A terra ainda espera para ser remexida, cultivada, sementes esperam para serem plantadas, a água está pronta para penetrar o solo. Eu simplesmente não consigo decidir a melhor hora. Não sei por onde começar. Se eu me enterrasse nessa terra poderia aquecer esse corpo que sente tanto frio. Contudo, não tenho forças para cavar. Continuo olhando para o terreno que também olha para mim. Todo impulso parece inútil. Todo movimento parece mal calculado. Todo tempo parece me engolir. A poesia não consegue dissipar a literalidade dos fatos que me envolvem e me esgotam.

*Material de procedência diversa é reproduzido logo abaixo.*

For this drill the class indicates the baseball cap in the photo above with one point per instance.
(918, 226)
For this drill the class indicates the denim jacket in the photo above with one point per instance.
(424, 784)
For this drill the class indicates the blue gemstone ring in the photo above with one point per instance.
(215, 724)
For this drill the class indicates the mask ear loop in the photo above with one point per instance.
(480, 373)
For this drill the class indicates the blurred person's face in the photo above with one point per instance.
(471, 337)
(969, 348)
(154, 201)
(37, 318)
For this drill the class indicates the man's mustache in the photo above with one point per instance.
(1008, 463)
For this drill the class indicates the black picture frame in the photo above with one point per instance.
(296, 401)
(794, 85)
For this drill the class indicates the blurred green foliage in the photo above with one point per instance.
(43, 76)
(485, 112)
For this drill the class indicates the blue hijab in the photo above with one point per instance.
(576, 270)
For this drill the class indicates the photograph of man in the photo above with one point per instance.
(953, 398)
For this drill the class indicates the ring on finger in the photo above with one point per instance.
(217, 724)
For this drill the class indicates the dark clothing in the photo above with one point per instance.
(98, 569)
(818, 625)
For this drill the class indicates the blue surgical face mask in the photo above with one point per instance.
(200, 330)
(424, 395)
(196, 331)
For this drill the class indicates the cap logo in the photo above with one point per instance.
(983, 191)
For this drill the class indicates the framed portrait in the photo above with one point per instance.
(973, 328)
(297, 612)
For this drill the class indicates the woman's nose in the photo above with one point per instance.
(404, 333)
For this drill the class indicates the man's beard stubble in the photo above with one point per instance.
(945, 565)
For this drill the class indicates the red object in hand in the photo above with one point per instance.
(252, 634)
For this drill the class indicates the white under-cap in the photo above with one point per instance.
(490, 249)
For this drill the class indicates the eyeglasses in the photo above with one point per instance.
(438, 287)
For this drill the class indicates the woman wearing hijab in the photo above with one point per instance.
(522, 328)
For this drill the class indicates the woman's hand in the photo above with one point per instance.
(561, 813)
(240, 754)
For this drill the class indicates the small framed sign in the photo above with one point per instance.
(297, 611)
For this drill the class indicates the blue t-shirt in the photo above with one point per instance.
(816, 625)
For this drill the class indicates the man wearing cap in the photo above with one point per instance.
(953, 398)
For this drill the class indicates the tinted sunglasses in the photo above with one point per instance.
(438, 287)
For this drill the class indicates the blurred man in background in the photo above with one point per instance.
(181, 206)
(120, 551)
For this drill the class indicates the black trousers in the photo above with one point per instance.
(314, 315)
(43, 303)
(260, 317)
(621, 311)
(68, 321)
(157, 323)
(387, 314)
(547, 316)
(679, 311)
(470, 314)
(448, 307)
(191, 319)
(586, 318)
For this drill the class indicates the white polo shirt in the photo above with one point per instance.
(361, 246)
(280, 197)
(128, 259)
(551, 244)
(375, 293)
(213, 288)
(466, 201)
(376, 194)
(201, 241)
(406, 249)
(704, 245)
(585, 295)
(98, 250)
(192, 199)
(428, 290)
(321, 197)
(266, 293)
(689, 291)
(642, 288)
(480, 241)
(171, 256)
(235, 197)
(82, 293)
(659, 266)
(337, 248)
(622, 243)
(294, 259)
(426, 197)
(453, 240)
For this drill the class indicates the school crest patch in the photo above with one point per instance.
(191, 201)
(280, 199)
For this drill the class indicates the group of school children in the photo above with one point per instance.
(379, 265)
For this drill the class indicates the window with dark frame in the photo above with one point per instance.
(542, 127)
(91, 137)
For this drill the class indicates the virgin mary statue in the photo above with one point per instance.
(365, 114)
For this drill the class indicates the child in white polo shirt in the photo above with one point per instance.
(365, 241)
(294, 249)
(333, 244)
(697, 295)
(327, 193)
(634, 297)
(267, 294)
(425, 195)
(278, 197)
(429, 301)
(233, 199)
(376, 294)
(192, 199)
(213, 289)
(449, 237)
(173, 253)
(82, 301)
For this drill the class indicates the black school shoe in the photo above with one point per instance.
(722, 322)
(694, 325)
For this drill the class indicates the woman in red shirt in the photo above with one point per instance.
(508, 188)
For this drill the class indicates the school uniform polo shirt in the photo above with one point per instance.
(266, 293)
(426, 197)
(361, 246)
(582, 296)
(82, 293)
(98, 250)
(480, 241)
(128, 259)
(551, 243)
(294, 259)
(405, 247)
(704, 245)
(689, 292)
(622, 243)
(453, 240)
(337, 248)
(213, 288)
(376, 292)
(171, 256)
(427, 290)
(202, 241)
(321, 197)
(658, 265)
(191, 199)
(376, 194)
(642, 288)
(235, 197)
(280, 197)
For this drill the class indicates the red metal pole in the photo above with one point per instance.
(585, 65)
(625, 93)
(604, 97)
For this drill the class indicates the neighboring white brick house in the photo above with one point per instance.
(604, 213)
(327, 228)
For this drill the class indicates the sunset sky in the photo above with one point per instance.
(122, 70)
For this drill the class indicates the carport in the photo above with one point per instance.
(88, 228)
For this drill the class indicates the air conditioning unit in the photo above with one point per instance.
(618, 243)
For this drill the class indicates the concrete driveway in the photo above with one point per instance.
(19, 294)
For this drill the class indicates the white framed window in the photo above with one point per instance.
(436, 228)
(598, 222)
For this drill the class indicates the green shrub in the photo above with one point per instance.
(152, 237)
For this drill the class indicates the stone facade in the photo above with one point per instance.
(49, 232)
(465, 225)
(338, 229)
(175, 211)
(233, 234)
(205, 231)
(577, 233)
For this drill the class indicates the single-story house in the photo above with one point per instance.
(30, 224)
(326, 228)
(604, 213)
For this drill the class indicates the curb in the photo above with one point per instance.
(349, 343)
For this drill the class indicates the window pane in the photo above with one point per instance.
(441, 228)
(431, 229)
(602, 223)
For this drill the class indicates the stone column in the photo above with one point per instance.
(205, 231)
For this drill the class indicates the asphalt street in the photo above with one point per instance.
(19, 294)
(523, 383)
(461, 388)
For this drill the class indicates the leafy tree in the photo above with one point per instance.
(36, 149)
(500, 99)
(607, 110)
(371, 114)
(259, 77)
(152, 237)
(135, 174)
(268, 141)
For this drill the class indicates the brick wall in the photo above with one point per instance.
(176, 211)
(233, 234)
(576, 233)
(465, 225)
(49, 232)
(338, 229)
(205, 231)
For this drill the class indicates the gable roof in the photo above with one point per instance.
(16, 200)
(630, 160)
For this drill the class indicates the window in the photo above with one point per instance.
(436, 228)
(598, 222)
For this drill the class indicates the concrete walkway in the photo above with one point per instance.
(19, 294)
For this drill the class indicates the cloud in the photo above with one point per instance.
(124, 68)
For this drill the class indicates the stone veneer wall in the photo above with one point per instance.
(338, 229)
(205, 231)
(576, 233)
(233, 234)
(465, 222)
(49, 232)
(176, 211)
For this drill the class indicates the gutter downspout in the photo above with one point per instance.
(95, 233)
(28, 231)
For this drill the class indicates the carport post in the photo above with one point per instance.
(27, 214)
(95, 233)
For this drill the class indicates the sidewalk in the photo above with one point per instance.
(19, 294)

Agora já é noite e eu ainda estou exatamente no mesmo lugar. Meu maxilar está tensionado como nós de cordas que prendem o mastro de um barco. Meus dentes estão serrados. Eu preciso vigiar e estar pronta para atacar qualquer predador que invada o terreno. Me esforço para permanecer desperta e com os olhos abertos. Me esforço para que meus olhos enxerguem e não apenas olhem. Aproveito o silêncio que a noite traz para checar se ainda estou respirando. Toco o meu peito para confirmar se meu coração ainda está bombeando.
O predador fareja meus lentos batimentos. Fareja a minha fraqueza e aparece diante de mim, encostando o seu focinho no meu. Ele está tão perto que meu hálito se mistura com o seu e nós respiramos juntos. Eu ainda não consigo me mover, o meu medo é tão silencioso e os meus olhos ainda estão tão pesados que prefiro poupar energia e não tentar fugir. Se eu gritar, a adaga pode cortar a minha garganta. Permito finalmente que algumas lágrimas escorram nas fendas abertas em meu rosto, mas fecho a comporta para prevenir uma inundação. Tampouco consigo encarar o predador nos olhos. Ele sussurra: covarde.